Characterization of the micro-scale surface roughness effect on immiscible fluids and interfacial areas in porous media using the measurements of interfacial partitioning tracer tests

Abstract

This study presents a model-based methodology to characterize the surface roughness effect on immiscible fluids in porous media using the measurements obtained with the gas-phase interfacial partitioning tracer test (IPTT). The characterization approach captures how adsorbed wetting film configuration on grain surfaces influences fluid-fluid interfaces in unsaturated porous media. The method establishes a novel representation of surface and interface roughness that delineates the micro-scale fractal nature of grain surfaces and the fluid-surface interactions at these scales.

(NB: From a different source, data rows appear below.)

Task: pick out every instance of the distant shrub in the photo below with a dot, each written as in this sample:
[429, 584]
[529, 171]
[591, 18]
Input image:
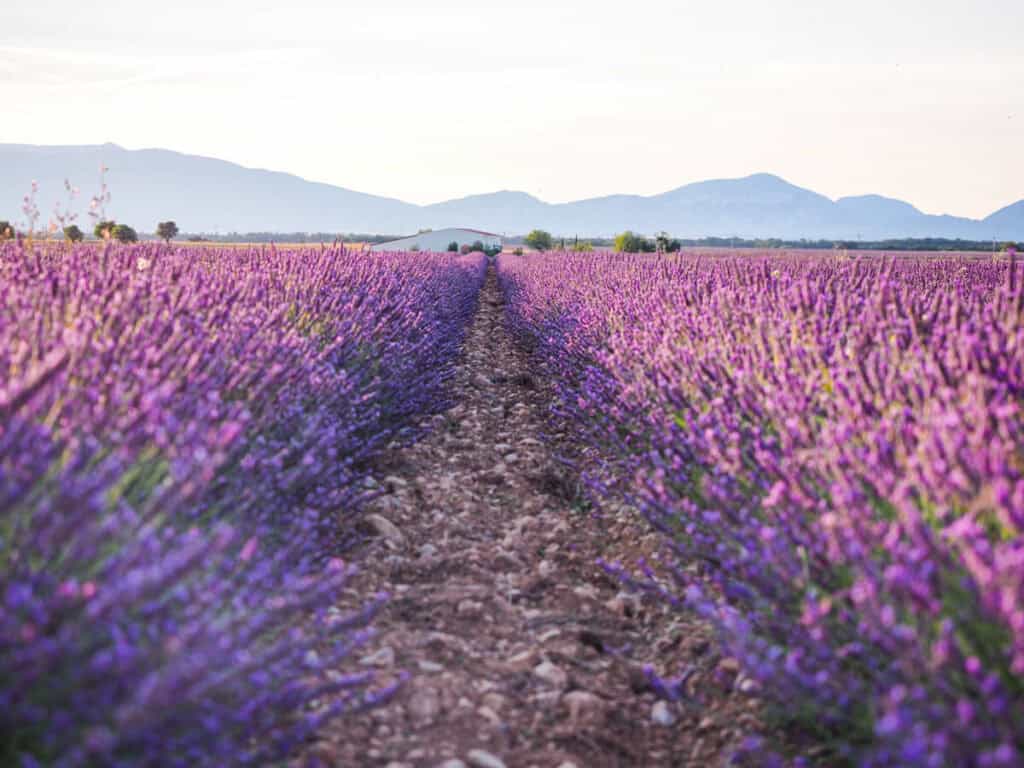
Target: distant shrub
[124, 233]
[630, 242]
[104, 229]
[539, 240]
[167, 230]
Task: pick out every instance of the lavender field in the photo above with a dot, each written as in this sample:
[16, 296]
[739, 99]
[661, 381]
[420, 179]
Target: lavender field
[183, 436]
[832, 451]
[320, 506]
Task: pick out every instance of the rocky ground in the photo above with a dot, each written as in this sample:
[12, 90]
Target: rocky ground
[520, 650]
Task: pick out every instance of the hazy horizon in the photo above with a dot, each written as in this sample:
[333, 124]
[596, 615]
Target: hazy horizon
[562, 99]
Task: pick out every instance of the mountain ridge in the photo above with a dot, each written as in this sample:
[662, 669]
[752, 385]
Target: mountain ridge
[206, 195]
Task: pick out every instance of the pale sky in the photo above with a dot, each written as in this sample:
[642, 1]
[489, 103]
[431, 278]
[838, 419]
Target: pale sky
[919, 99]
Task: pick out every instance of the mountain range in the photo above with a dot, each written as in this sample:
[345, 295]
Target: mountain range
[204, 195]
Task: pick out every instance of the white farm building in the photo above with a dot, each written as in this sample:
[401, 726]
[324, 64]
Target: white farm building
[439, 240]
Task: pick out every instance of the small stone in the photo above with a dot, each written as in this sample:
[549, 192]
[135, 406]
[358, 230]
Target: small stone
[583, 707]
[551, 674]
[483, 759]
[750, 686]
[424, 705]
[662, 715]
[386, 528]
[382, 657]
[427, 550]
[489, 715]
[495, 700]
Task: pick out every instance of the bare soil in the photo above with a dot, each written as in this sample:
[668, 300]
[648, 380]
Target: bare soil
[520, 649]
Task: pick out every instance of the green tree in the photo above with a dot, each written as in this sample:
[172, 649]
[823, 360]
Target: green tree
[167, 230]
[629, 242]
[104, 229]
[124, 233]
[539, 240]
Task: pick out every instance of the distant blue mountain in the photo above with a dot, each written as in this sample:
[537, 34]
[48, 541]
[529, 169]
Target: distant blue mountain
[207, 195]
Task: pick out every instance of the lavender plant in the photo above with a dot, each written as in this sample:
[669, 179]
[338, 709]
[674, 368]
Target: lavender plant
[184, 435]
[832, 451]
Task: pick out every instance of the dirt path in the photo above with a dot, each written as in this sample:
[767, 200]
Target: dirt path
[520, 650]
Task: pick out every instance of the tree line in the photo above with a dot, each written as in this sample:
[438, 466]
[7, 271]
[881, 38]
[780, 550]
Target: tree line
[630, 242]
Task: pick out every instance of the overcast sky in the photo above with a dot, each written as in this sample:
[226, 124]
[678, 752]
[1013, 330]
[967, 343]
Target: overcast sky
[426, 100]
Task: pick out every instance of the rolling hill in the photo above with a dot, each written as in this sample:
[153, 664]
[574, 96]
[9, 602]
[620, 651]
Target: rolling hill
[205, 195]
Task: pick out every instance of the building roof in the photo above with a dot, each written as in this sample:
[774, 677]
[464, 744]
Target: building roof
[442, 229]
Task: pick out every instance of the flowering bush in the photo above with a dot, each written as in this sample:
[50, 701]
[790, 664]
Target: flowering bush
[832, 450]
[183, 438]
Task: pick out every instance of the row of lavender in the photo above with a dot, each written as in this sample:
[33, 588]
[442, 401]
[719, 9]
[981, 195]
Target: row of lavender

The method was tested using reported experimental data for several soils. The results showed that the methodology was effective for natural porous media comprising a range of physical and geochemical properties. Comparisons between characterized parameters of different media revealed that micro-scale surface roughness was only partially correlated to soil texture properties. Images of the test media obtained with scanning electron microscopy (SEM) illustrates the complexity of micro-scale surface roughness, and its variability among different media. Tests with an organic liquid–water system validated the generalness of surface roughness properties generated by the model. The proposed methodology is anticipated to provide a means to characterize and quantify the effects of surface roughness on fluid-solid interaction and fluid-fluid interfacial area, which are critical to various environmental disciplines.